# Recording Software



## Riffhard (Jan 28, 2006)

This has probably been asked hundreds of time but I am also just looking for some basic multitracking software, I want to plug a good quality Mic into my laptop and record a few tracks, then dump them on to CD, nothing too fancy I don't need a ton of effects just the capturing capability. What would be my best route ? thanks


----------



## Jeff Flowerday (Jan 23, 2006)

Riffhard said:


> This has probably been asked hundreds of time but I am also just looking for some basic multitracking software, I want to plug a good quality Mic into my laptop and record a few tracks, then dump them on to CD, nothing too fancy I don't need a ton of effects just the capturing capability. What would be my best route ? thanks


The first thing I'd suggest is not plug a mic into your laptop. Your laptop sound card isn't really designed for audio recording.

Look into a Firewire based professional audio device. MAudio has some.


----------



## nine (Apr 23, 2006)

Jeff Flowerday said:


> The first thing I'd suggest is not plug a mic into your laptop. Your laptop sound card isn't really designed for audio recording.

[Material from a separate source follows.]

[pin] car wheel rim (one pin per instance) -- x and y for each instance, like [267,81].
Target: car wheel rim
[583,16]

Why's that? I just recorded some great stuff last week directly into my computer.

http://www.corbettcyr.com/Personal/Dave/Come_Home.zip

Sounds alright to me. And Riffhard, I was using Adobe Audition. I find it's quick and easy to use. It's also pretty intuitive. What you seem to be looking for ( basic, stripped down multitrack software...) doesn't exist as far as I know. If you want PC multitrack recording I think it's all or nothing.


----------



## Jeff Flowerday (Jan 23, 2006)

nine said:


> Why's that? I just recorded some great stuff last week directly into my computer.
> 
> http://www.corbettcyr.com/Personal/Dave/Come_Home.zip
> 
> Sounds alright to me. And Riffhard, I was using Adobe Audition. I find it's quick and easy to use. It's also pretty intuitive. What you seem to be looking for ( basic, stripped down multitrack software...) doesn't exist as far as I know. If you want PC multitrack recording I think it's all or nothing.

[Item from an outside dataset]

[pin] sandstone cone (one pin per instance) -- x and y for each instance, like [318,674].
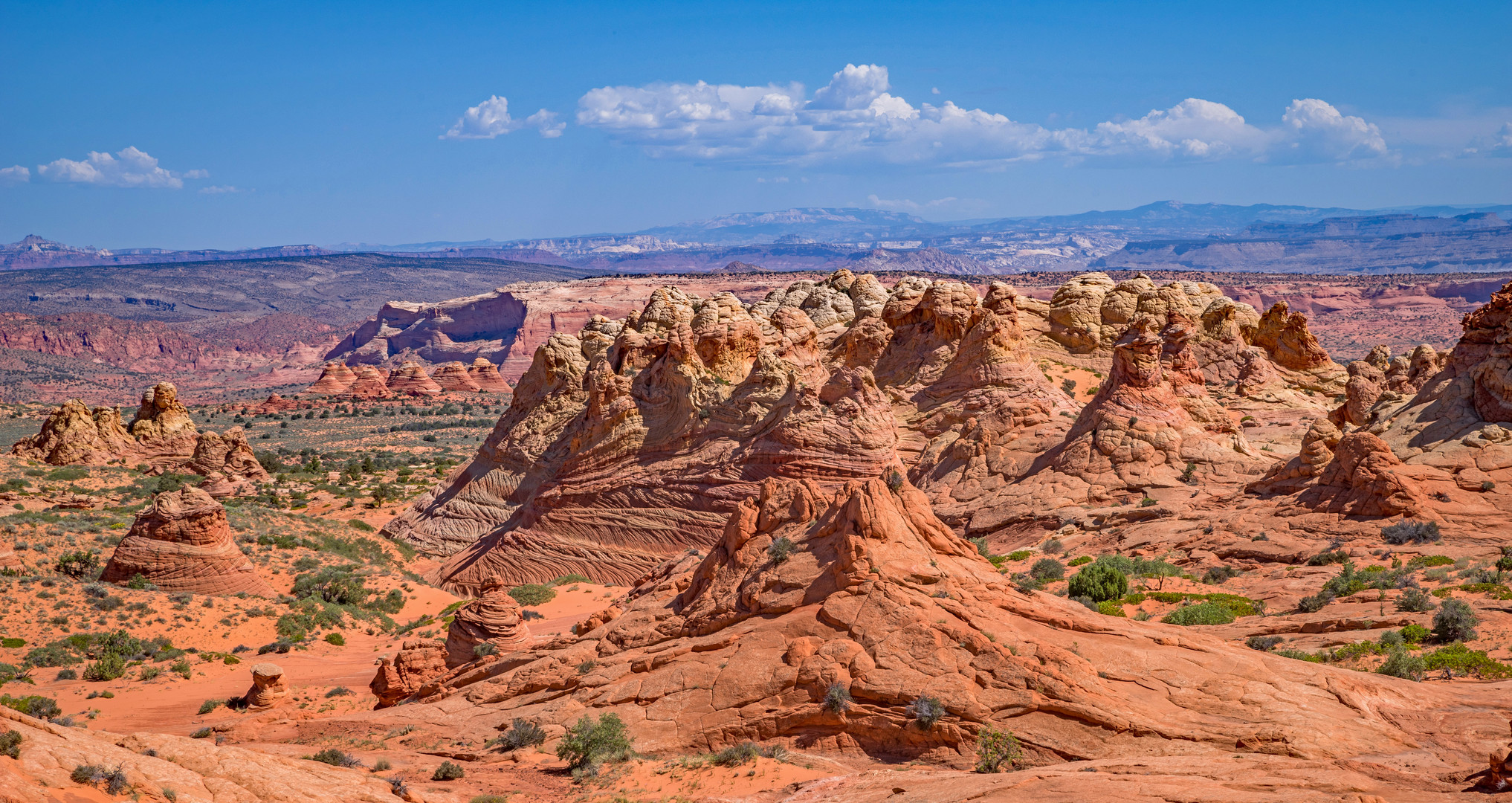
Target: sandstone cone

Into your computer or your laptop?


----------



## nine (Apr 23, 2006)

I recorded that onto my computer via a normal stereo input, but a laptop would be no different. I've heard some stuff recorded on to laptops that sounded really great. 

Obviously, an external firewire/box solution will be helpful for recording more than just one stereo source at a time, but it's by no means necessary.


----------



## Riffhard (Jan 28, 2006)

Yes I was already told I would need to upgrade my soundcard but there is one or two available that will work very well in a laptop (the proper sound card is quite pricey though


----------



## SCREEM (Feb 2, 2006)

I had some problems with my laptop(you could not monitor/hear what you are recording) a driver change fixed this and it does a good job of recording stuff using reaper


----------



## Chito (Feb 17, 2006)

If you just want to do simple, straight forward recording, try Audacity. It's free and easy to use.

http://audacity.sourceforge.net/


----------



## Riffhard (Jan 28, 2006)

Thanks guys...


----------



## ronmac (Sep 22, 2006)

I used to recommend Audacity, but now point people to REAPER. It is much more user friendly and I like the way it handles VST effects better.










You can download it from here: http://www.cockos.com/reaper/

BTW, I use Adobe Audition 2.0 and love it for its ease of use and very powerful editing capabilities.


----------